“Şimdi Mustafa Kemal ne yapacaktı? Herkesin ağzındaki veya vicdanındaki sual bu idi. Eski şark geleneklerinde böyle bir komutan hanedanı devirir, tahta geçerek kendi hanedanını kurar. Acaba böyle mi yapacaktı? Atatürk padişah olmayı reddetti. Akla dayanan laik Cumhuriyeti kurdu. Diktatörlük bu mudur?
Atatürk’ün devrimlerini özümseyemeyenler, onun bir diktatör olduğunu ileriye sürerler.
Gazetelerde köşeleri tutmuş kimi yazarlar ve bilgileri kendilerinden “menkul” kimi TV yorumcuları bu yıl Atatürk ve diktatörlük tezine sarıldılar.
Öncelikle şurasını belirtelim ki, dünyanın hiçbir uygar ülkesinde bu derece önemli ve bilimsel konular TV’lerde böyle yavan-yavan tartışılmaz.
Bu noktada Falih Rıfkı Atay’ın “Cumhuriyetçi” adlı makalesine değineceğim.
1923 öncesi ve sonrası günleri bizzat yaşamış olan ünlü yazar Atay, bu makalesine Cumhuriyetin ilan edileceği günlere değinerek başlar ve önemli bir soru sorar. Şöyle ki:
“Şimdi Mustafa Kemal ne yapacaktı? Herkesin ağzındaki veya vicdanındaki sual bu idi.
Eski şark geleneklerinde böyle bir komutan hanedanı devirir, tahta geçerek kendi hanedanını kurar. Acaba böyle mi yapacaktı?

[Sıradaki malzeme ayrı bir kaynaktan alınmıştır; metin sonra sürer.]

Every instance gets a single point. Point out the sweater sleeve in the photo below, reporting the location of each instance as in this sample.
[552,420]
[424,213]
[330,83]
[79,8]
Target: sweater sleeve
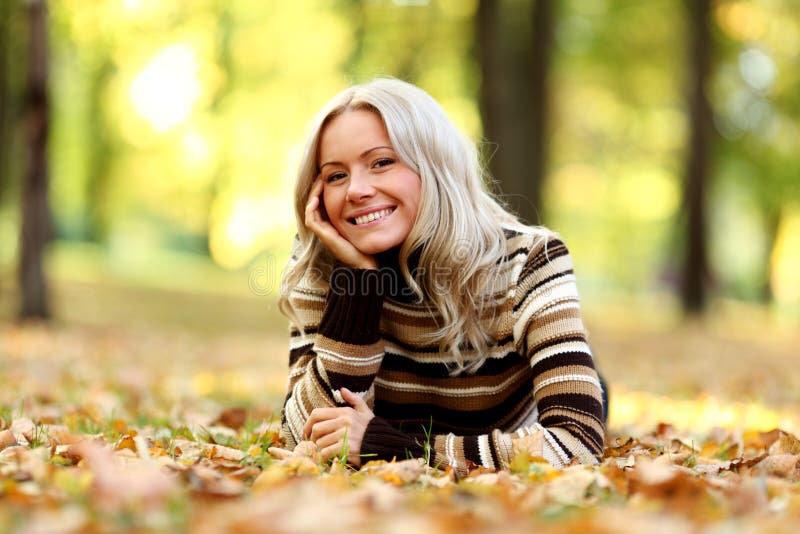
[345,350]
[548,330]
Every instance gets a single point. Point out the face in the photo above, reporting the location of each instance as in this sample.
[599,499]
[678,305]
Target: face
[370,196]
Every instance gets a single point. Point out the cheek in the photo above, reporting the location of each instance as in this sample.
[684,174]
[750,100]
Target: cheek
[333,205]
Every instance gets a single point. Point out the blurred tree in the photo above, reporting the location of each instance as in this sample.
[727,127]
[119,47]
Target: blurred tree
[515,46]
[6,29]
[695,269]
[100,150]
[35,226]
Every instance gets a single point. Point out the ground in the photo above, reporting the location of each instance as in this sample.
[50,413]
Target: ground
[153,411]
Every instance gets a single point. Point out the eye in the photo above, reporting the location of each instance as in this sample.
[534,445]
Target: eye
[383,162]
[334,177]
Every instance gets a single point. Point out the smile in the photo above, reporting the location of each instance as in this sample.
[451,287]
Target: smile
[374,216]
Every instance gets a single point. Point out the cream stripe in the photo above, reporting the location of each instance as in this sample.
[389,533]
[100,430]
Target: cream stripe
[555,330]
[483,450]
[563,457]
[355,361]
[450,450]
[499,351]
[561,348]
[559,290]
[566,378]
[452,392]
[300,341]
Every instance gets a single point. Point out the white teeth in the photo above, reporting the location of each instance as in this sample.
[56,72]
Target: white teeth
[372,216]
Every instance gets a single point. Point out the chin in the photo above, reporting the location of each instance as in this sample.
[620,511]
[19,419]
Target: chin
[371,247]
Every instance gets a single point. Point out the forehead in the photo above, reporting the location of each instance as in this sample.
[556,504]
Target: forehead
[352,132]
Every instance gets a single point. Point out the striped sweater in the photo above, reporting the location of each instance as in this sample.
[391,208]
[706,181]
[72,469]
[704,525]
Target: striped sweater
[537,391]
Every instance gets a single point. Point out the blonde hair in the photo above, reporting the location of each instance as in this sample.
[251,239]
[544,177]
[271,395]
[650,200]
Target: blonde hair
[459,226]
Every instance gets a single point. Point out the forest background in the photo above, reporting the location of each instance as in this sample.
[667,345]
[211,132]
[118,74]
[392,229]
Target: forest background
[147,161]
[659,138]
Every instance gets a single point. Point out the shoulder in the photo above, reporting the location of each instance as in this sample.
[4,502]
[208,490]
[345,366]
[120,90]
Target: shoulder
[540,259]
[532,245]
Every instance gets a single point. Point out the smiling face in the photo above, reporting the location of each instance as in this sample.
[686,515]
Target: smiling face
[370,196]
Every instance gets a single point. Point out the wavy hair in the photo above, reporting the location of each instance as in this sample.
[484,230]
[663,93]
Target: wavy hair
[458,231]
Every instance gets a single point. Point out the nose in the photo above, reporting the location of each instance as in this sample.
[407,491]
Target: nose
[360,187]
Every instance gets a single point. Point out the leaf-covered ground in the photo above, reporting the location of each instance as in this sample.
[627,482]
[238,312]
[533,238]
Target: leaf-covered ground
[106,429]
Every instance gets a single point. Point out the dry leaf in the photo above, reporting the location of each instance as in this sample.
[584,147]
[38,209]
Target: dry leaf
[234,418]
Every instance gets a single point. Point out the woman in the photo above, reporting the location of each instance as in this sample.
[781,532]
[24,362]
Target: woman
[426,320]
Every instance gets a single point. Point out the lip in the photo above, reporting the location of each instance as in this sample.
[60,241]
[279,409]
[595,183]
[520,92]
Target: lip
[370,224]
[369,210]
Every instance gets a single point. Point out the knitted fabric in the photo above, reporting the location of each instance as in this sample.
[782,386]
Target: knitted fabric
[537,390]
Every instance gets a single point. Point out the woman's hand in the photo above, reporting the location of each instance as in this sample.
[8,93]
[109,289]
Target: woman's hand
[341,248]
[338,429]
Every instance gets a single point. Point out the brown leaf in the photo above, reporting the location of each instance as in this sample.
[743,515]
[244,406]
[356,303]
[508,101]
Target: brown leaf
[24,429]
[779,465]
[208,482]
[785,444]
[397,473]
[7,439]
[234,418]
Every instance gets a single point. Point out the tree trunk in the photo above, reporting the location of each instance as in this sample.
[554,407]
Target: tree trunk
[540,63]
[772,223]
[5,97]
[101,153]
[35,211]
[695,271]
[514,48]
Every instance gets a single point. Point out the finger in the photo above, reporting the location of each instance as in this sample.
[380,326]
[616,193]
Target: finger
[325,428]
[280,454]
[320,414]
[306,448]
[331,451]
[354,400]
[331,439]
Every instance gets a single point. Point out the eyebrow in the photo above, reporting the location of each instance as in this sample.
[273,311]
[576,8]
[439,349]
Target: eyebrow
[360,156]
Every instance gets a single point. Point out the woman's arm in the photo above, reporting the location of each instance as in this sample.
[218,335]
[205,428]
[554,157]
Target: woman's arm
[344,351]
[549,332]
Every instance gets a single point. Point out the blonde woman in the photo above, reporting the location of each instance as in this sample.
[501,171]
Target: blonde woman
[426,320]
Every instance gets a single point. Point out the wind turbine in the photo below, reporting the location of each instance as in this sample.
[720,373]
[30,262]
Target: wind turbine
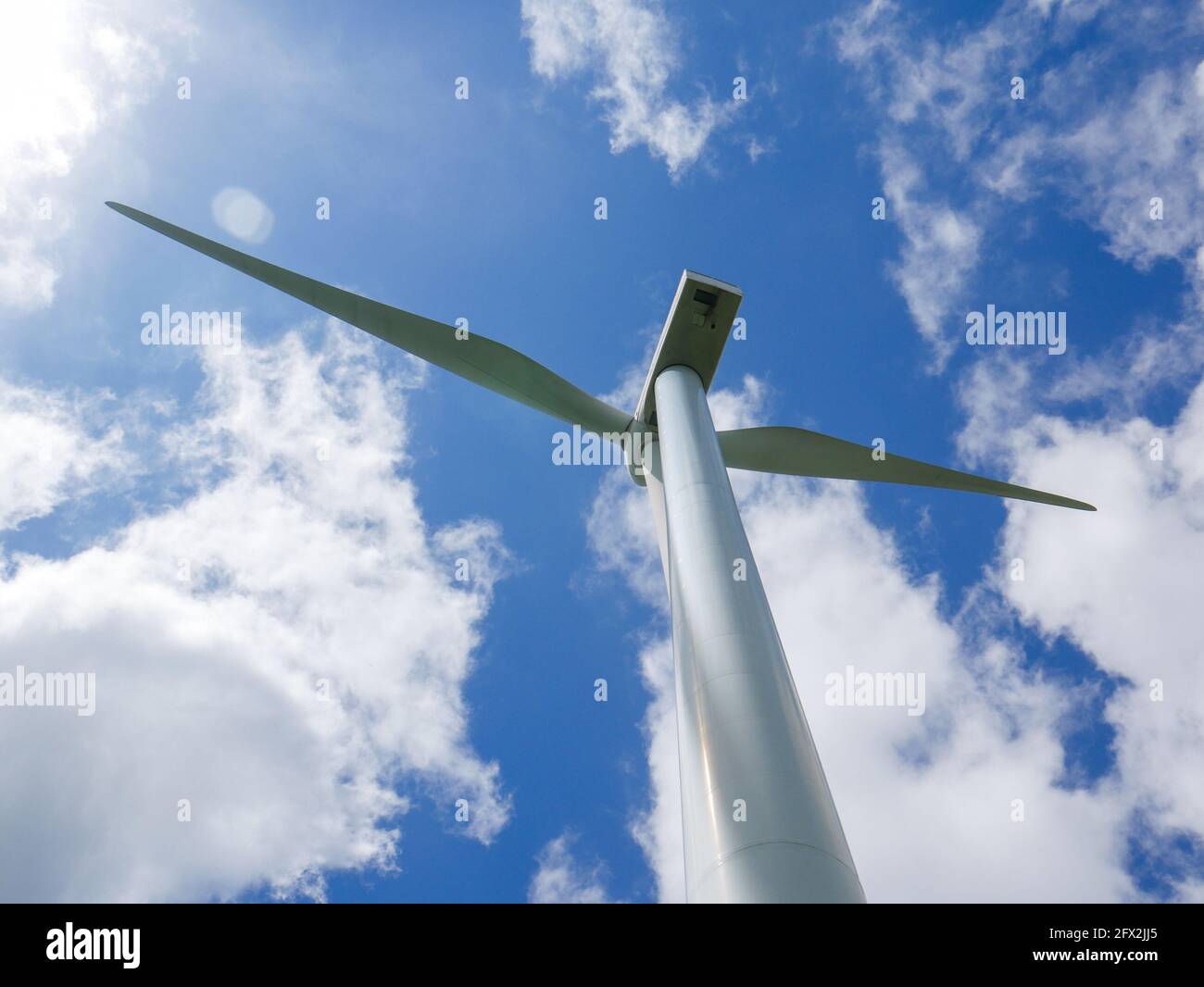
[759,819]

Artık kılıcını yerine koyarak yeni padişahın hükümetince ona verilecek hizmeti almalıdır. Yapacağı şey bu mu idi?”
Falih Rıfkı, bu önemli yazısını şöyle sürdürür:
“Mustafa Kemal’in devrimci ve uygarlıkçı düşünüş ve karakterini bilen eski kafalıların korkusu, onun işbaşından çekilmeyerek halife ve kadı, şeriye ve medrese sistemini yıkmaya kalkışması, Tanzimat’tan beri bir türlü çözülemeyen ‘Batı uygarlığına mı gideceğiz, Doğu medeniyetinde mi kalacağız?’ konusunu ele alması ve bütün şan ve şerefini ortaya atarak eski gelenekleri ve görenekleri yıkması idi.
Hatta Meclis’e zafer haberi gelir gelmez sarıklı milletvekillerinden biri:
- Yunanlıdan kurtulduk, iyi... Bakalım Mustafa Kemal’den nasıl kurtulacağız? demişti.” (Babamız Atatürk, s. 86)

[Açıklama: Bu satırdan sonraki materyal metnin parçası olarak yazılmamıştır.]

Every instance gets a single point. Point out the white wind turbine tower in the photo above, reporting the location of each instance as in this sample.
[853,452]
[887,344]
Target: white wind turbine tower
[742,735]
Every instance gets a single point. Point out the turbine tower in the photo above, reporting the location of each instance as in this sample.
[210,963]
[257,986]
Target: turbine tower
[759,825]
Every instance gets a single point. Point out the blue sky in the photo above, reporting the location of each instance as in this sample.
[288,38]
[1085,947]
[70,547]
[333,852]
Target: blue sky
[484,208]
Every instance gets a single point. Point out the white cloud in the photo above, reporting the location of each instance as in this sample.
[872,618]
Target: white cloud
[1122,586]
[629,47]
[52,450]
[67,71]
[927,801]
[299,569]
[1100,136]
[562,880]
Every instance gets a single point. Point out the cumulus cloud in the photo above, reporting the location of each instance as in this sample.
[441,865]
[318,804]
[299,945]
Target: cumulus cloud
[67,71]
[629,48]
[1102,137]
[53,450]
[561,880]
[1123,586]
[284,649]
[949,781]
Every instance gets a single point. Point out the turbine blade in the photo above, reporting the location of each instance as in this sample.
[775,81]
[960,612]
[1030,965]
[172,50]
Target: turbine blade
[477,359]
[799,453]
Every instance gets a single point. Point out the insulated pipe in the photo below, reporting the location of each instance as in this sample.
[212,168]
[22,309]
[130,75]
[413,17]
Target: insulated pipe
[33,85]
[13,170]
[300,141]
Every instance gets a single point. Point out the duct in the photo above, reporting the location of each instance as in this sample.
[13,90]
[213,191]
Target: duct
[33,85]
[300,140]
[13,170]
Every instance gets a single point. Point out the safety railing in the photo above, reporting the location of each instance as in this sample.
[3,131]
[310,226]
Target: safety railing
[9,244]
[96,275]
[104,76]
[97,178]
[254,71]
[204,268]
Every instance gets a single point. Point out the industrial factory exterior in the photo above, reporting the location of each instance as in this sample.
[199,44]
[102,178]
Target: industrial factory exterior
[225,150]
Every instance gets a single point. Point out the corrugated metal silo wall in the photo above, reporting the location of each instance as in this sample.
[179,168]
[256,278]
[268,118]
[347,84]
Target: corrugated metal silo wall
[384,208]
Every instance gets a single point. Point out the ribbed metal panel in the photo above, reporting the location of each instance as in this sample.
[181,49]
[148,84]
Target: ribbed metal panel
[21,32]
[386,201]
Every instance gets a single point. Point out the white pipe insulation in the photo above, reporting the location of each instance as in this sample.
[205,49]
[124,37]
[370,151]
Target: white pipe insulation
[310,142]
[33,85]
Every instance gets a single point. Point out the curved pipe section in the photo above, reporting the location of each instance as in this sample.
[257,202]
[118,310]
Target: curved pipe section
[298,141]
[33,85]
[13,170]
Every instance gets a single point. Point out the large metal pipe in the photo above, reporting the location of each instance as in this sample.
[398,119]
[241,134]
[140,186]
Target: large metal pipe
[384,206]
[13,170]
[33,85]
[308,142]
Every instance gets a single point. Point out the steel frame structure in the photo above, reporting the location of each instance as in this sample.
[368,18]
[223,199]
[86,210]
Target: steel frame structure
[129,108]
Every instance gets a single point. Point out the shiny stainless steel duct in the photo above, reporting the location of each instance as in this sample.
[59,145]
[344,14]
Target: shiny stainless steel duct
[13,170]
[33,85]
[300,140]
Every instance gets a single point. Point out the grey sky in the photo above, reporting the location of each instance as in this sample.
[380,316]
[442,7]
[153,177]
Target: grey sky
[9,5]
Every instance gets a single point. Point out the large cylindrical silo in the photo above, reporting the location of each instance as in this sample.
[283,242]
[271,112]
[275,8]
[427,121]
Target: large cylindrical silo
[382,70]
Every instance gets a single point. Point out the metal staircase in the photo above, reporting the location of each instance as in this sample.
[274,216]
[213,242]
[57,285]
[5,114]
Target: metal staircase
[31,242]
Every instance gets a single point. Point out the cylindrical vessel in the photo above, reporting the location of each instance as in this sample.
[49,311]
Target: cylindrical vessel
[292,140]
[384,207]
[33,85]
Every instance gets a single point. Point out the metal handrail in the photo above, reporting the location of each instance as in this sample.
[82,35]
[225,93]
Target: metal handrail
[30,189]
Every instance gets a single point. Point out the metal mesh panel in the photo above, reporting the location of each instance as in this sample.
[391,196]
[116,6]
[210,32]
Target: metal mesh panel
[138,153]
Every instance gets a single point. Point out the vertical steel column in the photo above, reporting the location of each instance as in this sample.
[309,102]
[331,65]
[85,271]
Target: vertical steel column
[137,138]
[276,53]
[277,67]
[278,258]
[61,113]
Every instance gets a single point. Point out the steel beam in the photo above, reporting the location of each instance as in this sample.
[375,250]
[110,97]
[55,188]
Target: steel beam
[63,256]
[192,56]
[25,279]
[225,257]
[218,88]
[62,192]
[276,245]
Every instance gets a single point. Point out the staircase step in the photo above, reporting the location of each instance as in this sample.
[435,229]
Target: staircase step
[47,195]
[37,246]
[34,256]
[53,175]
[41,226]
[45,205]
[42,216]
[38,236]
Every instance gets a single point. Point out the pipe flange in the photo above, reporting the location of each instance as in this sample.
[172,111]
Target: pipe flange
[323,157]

Atay’ın dediği gibi kolaylıkla padişah olurdu. Ama o bir hanedan kurmak, padişah olmak yerine Cumhuriyetin ilanını sağladı.

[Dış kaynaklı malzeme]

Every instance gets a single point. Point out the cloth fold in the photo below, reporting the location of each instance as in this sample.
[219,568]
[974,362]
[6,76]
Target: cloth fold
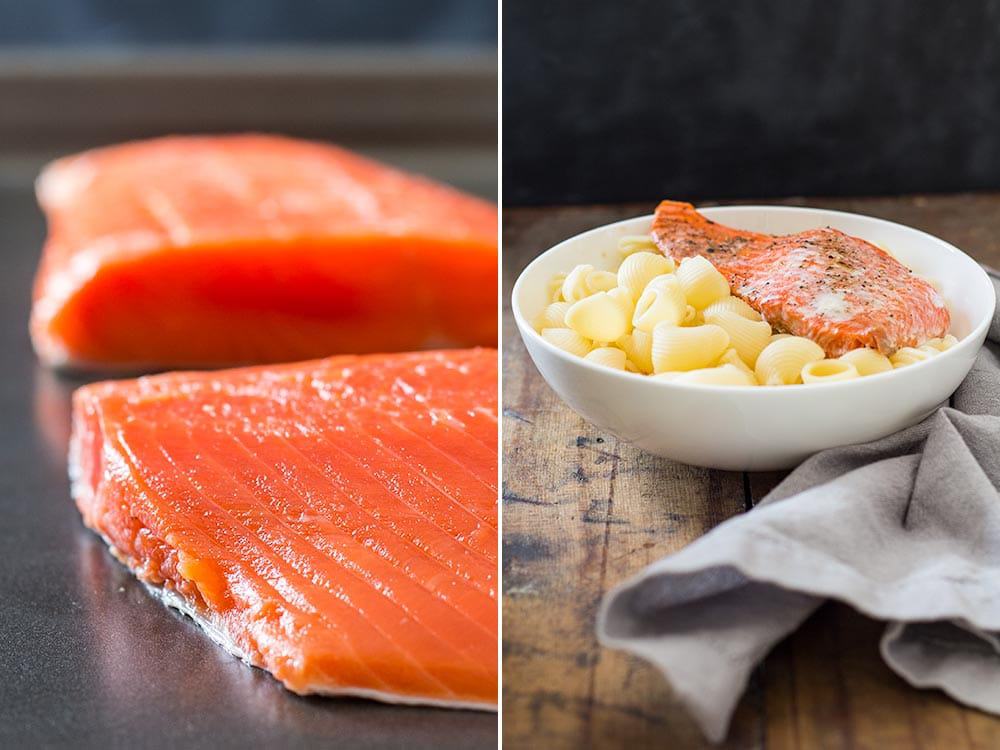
[905,529]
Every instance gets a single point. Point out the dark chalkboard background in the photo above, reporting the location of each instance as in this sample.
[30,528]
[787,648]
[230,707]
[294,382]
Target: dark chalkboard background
[89,22]
[615,101]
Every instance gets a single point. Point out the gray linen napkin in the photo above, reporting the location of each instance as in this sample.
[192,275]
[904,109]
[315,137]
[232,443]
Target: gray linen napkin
[905,529]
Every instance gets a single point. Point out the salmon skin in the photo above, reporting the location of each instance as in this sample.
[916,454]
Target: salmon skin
[839,291]
[333,521]
[224,250]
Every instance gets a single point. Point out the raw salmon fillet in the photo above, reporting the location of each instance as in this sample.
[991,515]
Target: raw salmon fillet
[839,291]
[333,521]
[208,251]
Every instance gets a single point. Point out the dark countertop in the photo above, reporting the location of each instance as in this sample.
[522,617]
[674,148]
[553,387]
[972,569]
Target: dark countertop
[583,511]
[88,658]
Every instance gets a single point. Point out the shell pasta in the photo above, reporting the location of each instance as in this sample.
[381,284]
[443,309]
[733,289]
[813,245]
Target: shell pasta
[681,323]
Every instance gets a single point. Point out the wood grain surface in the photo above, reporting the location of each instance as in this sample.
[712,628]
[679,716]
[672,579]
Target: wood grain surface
[582,511]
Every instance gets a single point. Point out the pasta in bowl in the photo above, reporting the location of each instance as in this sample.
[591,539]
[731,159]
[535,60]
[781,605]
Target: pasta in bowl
[662,353]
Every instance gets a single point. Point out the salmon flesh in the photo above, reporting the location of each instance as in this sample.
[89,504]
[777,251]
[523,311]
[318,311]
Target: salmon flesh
[224,250]
[840,291]
[333,522]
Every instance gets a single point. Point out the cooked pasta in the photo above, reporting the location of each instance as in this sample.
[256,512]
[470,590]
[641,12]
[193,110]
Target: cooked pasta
[701,282]
[726,374]
[782,361]
[554,288]
[730,357]
[733,304]
[608,356]
[692,317]
[829,371]
[553,316]
[682,324]
[747,337]
[662,301]
[568,340]
[624,300]
[676,348]
[639,269]
[867,361]
[638,347]
[601,281]
[599,317]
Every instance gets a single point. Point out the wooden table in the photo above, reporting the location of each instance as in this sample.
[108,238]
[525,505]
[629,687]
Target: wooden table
[582,511]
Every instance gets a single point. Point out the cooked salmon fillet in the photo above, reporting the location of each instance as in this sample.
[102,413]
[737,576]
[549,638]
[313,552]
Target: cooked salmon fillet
[220,250]
[839,291]
[333,521]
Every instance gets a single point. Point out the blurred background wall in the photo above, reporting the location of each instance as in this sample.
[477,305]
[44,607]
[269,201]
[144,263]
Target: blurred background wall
[414,83]
[616,101]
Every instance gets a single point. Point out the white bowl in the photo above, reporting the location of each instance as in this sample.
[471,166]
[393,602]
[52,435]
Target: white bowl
[755,428]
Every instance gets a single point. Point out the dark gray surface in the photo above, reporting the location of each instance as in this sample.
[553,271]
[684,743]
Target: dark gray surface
[87,657]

Eğer padişah olsaydı, o dönemde bütün halk da çok memnun olur ve yeni padişah Mustafa Kemal’i içtenlikle alkışlardı. Ama Atatürk, işte o zaman diktatörlük “lakabına” kavuşurdu. Elinin tersiyle padişahlığı iten ve Cumhuriyeti kuran bir lidere diktatör denilebilir mi?